Sedangkan Jokowi sebaliknya. Dia seadanya. Nyaris tanpa polesan komunikasi. Cara berkomunikasi Jokowi cenderung sederhana, polos, dan jauh dari kesan tegas, berwibawa apalagi tegas. Bagi sebagian masyarakat kita yang sudah bosan dan tidak suka dengan gaya kepemimpinan militer, tentu gaya berkomunikasi ala Jokowi ini adalah angin segar. Namun, bagi sebagian masyarakat yang sudah kadung lebih cocok dengan gaya pemimpin penuh karisma (Soekarno meski bukan militer, gaya komunikasinya amat berkharisma dan menggelora), maka gaya komunikasi Jokowi tidak cocok.

Yang lebih penting bagi kedua capres itu adalah bagaimana menyampaikan pesan yang baik (saya yakin isi pesan mereka adalah selalu baik dan positif) dengan cara yang tepat. Cara yang tepat berkaitan dengan:

1.Apa tujuan komunikasinya (persuasif, argumentatif, eksposisi atau sekadar informatif). Beda tujuan, beda pula cara berkomunikasinya.

2.Dengan siapa mereka berkomunikasi (kalangan elit, cendekiawan, pelajar, atau masyarakat umum/awam). Beda audiens, beda pula cara komunikasinya.

3.Di mana mereka berkomunikasi (di kampus, lapangan, ruang publik, pasar, gedung DPR dll). Beda tempat, beda pula cara berkomunikasinya.

4.Dalam suasana apa mereka berkomunikasi (kampanye, formal, informal dll). Beda suasana, beda pula cara berkomunikasinya.

Saya masih melihat, kedua capres cenderung tidak peduli dengan keempat hal tersebut. Gaya mereka ya begitu itu. Dimanapun berada, dalam suasana apapun, dengan siapapun mereka bicara, dan tujuannya apapun, cara keduanya tetap sama. Sesuai dengan gayanya masing-masing. Yang satu tegas dan penuh semangat, yang satu seadanya dan polos. Pada kondisi tertentu, akan terlihat jelas bagaimana kelemahan cara komunikasi keduanya, jika hanya menggunakan gayanya masing-masing tanpa peran polesan cara komunikasi yang tepat.

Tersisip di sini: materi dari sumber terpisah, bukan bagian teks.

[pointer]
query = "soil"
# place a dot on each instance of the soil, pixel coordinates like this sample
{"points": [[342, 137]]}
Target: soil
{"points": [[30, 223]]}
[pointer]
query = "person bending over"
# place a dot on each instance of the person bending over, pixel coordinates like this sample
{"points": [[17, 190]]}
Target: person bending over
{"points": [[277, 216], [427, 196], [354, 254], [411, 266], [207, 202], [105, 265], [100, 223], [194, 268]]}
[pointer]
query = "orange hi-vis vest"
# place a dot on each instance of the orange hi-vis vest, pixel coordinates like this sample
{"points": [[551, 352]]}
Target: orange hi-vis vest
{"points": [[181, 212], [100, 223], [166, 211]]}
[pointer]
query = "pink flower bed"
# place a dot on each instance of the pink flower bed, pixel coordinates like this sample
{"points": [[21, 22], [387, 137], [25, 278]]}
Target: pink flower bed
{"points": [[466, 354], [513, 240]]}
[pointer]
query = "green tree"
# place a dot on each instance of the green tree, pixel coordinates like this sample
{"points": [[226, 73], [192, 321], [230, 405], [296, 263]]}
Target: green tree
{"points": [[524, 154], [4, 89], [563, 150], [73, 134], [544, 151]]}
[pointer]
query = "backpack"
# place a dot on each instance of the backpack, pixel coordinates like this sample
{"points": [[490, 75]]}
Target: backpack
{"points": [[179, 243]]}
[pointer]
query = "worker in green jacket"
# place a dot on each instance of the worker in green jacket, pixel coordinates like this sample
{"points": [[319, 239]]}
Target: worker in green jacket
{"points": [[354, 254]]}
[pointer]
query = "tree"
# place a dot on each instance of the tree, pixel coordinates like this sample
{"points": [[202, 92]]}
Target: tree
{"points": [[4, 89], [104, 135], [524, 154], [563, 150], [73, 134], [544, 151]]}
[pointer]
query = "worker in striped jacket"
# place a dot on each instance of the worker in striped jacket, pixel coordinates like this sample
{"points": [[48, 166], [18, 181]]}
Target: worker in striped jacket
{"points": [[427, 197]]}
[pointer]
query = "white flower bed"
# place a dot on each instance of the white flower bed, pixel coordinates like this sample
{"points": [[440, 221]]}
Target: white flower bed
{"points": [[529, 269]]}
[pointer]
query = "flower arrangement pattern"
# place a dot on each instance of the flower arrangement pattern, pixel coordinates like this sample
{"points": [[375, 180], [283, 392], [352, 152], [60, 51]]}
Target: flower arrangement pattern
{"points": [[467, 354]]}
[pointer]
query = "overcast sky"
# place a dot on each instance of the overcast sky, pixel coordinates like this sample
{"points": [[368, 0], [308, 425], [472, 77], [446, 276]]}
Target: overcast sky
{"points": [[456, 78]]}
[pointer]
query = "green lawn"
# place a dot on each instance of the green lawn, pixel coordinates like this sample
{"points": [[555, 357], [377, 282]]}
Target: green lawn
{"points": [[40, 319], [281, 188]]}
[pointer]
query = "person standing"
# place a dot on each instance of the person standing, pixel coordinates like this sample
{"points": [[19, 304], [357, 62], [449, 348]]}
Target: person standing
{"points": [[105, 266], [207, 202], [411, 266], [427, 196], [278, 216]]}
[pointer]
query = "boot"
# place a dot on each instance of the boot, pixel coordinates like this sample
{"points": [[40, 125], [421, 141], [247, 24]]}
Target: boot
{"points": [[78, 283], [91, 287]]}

PERAN PENTING KOMUNIKASI DALAM KEPEMIMPINAN

Saya sungguh tidak setuju dengan sejumlah pihak, yang mengabaikan peran komunikasi dalam kepemimpinan. Jika melihat catatan sejarah, begitu banyak masalah besar muncul akibat komunikasi. Begitu banyak kehebatan, juga berkat komunikasi. Silakan pelajari cerita di balik pengeboman Hiroshima dan Nagasaki. Di sana ada peran terjadinya kesalahan komunikasi antara pemimpin Jepang dan Amerika Serikat, yang menyebabkan bom atom jatuh lebih cepat daripada seharusnya. Silakan tengok juga catatan sejarah tentang sebuah dinasti di China, ketika seorang kaisar memulai pemerintahannya, yang menjadikan komunikasi sebagai hal pertama yang harus dipelajarinya sebelum memimpin.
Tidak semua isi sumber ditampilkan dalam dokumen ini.